Po chwili na scenie pojawiła się Kapela Czerniakowska, która przypomniała szlagiery z tamtych czasów. Zabawie nie było końca, chociaż pojawiły się także mniej zabawne akcenty. Otóż dwóch oficerów pokłóciło się o jedną z dam. Natychmiast zostali wyznaczeni sekundaci obu panów i cała czwórka, dorożką udała się do pobliskiego lasku, by tam roztrzygnąć kto ma rację.

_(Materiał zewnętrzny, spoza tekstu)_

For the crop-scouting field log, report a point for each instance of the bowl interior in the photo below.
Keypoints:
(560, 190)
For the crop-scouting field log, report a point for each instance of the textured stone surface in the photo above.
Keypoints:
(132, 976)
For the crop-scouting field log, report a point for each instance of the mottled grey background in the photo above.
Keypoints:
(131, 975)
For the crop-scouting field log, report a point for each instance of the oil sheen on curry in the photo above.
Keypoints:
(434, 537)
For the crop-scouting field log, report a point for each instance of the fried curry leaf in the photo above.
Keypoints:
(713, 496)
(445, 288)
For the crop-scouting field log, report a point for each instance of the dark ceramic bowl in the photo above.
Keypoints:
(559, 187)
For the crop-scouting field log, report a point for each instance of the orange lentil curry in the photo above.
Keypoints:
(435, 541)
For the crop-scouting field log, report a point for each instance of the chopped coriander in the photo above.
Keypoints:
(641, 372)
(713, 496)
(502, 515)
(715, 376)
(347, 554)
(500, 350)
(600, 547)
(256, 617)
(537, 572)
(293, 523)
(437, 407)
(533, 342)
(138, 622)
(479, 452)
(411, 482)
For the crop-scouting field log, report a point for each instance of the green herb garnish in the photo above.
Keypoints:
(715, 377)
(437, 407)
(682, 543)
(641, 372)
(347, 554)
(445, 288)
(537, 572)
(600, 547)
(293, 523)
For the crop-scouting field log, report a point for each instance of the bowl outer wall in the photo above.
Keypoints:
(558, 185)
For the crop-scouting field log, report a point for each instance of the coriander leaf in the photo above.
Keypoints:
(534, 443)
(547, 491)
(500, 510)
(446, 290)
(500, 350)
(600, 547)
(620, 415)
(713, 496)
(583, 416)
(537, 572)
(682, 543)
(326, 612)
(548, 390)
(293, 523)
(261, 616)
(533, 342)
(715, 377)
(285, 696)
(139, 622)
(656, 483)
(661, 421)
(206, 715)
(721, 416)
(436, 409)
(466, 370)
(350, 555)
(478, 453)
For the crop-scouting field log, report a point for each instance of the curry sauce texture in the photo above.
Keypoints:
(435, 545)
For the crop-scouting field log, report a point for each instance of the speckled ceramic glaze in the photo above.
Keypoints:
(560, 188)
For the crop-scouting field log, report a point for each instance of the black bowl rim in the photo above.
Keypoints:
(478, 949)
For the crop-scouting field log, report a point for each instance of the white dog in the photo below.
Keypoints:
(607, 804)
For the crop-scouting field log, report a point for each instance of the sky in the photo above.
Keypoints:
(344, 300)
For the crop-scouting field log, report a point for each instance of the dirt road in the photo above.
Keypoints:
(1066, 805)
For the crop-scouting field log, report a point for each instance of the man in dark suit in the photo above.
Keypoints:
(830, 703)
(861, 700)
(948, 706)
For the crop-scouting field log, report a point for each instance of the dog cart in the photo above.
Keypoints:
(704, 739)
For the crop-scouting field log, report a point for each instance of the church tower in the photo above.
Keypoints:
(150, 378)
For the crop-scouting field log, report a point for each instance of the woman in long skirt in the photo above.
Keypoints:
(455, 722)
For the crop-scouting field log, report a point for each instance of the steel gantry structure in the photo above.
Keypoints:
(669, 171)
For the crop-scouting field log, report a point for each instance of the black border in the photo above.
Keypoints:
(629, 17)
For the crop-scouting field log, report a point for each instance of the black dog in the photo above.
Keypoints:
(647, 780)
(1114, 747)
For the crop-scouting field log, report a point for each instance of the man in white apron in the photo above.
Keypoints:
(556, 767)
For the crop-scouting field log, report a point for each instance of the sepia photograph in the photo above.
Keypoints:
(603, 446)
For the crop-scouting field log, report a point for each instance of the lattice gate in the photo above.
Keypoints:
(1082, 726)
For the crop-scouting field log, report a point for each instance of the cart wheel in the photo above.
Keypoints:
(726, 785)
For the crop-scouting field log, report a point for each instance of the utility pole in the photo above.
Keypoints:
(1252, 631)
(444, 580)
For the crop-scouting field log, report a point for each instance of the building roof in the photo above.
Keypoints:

Wtem pod scenę zajechał zabytkowy samochód, wysiadł z niego wielki piosenkarz tamtych czasów - Jan Kiepura. Współcześni mu od razu obstąpili go i prosili by zaśpiewał. Janek od razu uległ namową, wszak znany był z tego, że śpiewał wszedzie. Rozległa się pieśń ze znanym nawet w XXI wieku refrenem - "Brunetki, blondynki ja wszystkie Was dziewczynki całować chcę". Publiczność szalała, Jan Kiepura śpiewający początkowo z progu samochodu przeniósł się na scenę i dalej śpiewał.

W tym samym czasie rozwydrzone pensjonarki zaczepiały przechodniów i grały w klasy, żyd modlił się o pogodę, kataryniarz przygrywał, cieć sprzątał ulicę, a chłopiec z gazetami namawiał do zakupu prasy (zupełnie jak dziś).

Rzeczywistość ścierała się z historią. Współczesny sprzątacz pomógł nawet naprawić miotłę swojemu historycznemu poprzednikowi.

Na plac Zamkowy oprócz wspomniany samochodów, których historię za sprawą ich właściciela mogliśmy poznać, przybył także pierwszy środek komunikacji miejskiej - Omnibus Konny. Jego konduktor przedstawił historię tego pojazdu, który pojawił się na ulicach Warszawy wcześniej niż pierwsze konne tramwaje. Kolejną atrakcją, która pomogła poczuć klimat tamtych lat były dorożki.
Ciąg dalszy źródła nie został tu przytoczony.